Remember that story (which turned out to be apocryphal — damn you, Snopes!) about former President George W. Bush claiming the French didn’t have a word for “entrepreneur?” Well, if one business magazine has its way, Americans won’t have one either. Or, at least, not one they could name a business with.
Entrepreneur Media, which publishes a magazine about entrepreneurs called Entrepreneur’s StartUps, is suing Marylander Janice McLean Deloatch over the name of her decade-old public access television show which offers advice for entrepreneurs: The Entrepreneur’s Edge.
The craziest thing is that the court sided with Entrepreneur Media.
It’s not crazy because “entrepreneur” is word in common use. As Hank Boyd — who co-chairs the marketing department at University of Maryland, College Park — told the Baltimore Sun: “Think of Time magazine. We all use the word ‘time’ every day in conversation. When you think of the brand of Time, they own it.” Fair.

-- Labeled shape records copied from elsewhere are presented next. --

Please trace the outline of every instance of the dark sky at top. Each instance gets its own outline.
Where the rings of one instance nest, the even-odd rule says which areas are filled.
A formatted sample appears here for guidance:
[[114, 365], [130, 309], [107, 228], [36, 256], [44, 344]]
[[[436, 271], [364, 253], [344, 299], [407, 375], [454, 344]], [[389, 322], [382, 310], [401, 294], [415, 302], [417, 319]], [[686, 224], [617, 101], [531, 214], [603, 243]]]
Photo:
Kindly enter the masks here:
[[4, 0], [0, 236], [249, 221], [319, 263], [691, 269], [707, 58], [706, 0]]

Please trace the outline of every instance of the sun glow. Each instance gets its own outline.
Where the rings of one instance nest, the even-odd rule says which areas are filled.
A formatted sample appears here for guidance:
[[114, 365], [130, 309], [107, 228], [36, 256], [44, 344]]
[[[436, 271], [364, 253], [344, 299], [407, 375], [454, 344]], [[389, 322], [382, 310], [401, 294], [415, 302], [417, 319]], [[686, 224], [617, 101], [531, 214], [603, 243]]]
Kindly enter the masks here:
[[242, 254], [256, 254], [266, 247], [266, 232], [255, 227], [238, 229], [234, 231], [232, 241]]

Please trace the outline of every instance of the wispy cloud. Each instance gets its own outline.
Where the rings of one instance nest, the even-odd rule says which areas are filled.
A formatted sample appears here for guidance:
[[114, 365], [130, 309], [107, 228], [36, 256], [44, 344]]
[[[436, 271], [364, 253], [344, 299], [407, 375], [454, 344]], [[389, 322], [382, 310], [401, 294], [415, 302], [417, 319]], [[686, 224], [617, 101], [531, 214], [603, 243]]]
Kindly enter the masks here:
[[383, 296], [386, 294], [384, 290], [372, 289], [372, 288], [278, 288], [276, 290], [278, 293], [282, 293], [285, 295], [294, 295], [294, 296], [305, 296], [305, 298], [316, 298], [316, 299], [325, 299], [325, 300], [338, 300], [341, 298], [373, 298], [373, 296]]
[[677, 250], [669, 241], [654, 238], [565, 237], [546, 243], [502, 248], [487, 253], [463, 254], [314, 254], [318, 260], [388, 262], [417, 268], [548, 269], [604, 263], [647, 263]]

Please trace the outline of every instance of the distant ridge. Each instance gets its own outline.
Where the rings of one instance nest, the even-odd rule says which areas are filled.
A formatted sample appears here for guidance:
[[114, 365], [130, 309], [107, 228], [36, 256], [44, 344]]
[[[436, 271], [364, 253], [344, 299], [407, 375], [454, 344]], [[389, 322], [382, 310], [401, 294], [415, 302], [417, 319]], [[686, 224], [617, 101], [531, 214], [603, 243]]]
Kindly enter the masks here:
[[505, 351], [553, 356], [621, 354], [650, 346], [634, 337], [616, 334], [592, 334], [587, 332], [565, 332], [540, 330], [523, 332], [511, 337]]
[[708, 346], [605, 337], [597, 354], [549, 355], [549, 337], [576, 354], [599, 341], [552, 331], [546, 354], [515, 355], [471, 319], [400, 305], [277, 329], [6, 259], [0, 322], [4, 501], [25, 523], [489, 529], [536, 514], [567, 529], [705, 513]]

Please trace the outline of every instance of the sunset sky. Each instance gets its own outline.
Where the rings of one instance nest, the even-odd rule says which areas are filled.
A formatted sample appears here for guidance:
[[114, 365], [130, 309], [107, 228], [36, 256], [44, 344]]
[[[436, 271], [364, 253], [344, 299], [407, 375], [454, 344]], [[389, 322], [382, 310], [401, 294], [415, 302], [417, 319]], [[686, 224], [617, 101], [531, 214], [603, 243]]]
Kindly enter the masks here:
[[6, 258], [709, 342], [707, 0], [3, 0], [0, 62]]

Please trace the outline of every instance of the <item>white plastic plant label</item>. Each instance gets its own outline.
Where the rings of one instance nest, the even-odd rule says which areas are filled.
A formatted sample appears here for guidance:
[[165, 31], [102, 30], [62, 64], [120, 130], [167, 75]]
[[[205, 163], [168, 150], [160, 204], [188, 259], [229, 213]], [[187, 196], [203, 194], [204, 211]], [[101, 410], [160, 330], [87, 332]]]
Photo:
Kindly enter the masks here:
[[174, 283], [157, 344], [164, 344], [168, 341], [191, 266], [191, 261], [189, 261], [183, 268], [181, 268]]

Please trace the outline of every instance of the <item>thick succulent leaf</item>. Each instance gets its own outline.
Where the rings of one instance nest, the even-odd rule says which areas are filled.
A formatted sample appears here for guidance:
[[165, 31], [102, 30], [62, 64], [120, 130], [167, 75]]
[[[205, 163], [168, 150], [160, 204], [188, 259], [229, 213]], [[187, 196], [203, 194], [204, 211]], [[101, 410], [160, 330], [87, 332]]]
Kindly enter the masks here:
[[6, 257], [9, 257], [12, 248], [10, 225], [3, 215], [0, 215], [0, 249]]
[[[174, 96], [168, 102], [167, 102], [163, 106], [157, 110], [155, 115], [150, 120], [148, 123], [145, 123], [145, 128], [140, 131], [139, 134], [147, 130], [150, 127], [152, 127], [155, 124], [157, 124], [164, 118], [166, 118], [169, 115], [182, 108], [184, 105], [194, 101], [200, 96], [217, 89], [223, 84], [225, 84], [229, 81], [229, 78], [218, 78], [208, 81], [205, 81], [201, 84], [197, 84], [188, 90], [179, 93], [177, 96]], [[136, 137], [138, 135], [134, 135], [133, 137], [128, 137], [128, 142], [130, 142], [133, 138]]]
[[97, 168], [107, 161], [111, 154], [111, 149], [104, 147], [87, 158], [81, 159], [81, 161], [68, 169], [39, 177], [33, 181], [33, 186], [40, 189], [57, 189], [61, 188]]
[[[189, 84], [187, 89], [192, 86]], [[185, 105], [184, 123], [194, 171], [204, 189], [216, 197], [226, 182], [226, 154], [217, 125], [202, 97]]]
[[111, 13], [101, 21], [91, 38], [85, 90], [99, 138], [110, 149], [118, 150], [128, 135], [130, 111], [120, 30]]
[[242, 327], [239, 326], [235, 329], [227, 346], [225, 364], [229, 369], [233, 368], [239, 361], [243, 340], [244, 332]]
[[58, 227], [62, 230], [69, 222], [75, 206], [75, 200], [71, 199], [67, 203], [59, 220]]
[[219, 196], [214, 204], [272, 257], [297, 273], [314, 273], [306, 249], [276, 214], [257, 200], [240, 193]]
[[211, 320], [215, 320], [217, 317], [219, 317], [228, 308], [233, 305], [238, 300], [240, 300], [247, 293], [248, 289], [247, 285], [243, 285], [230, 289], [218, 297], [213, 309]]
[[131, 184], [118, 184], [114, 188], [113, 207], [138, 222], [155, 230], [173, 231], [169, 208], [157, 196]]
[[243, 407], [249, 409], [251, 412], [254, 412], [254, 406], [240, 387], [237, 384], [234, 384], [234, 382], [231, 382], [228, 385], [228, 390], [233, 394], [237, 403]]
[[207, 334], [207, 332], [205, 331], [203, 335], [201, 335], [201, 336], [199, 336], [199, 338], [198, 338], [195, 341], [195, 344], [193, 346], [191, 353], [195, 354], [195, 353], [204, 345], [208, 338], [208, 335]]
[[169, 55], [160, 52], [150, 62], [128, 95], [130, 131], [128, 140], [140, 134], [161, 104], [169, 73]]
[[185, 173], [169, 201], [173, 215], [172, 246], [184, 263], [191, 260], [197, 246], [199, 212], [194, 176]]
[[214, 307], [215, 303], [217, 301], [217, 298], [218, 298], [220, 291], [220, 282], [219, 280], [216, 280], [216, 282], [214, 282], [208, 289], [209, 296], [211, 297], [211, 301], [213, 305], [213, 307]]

But Time isn’t a magazine that literally reports on time; and it’s not like they’re sending cease-and-desist orders to the cartoon Adventure Time.
Claiming an exclusive right to the word “entrepreneur” in such a descriptive context is a stretch. Would anyone defend the magazine Cat Fancy attempting to enforce a trademark on “cat?”
But however sound the lawsuit’s legal footing, it certainly is “very unusual that the very people who would have the most interest in [the magazine] are the ones they are going after,” as Johns Hopkins University assistant professor of business law Stacey B. Lee pointed out.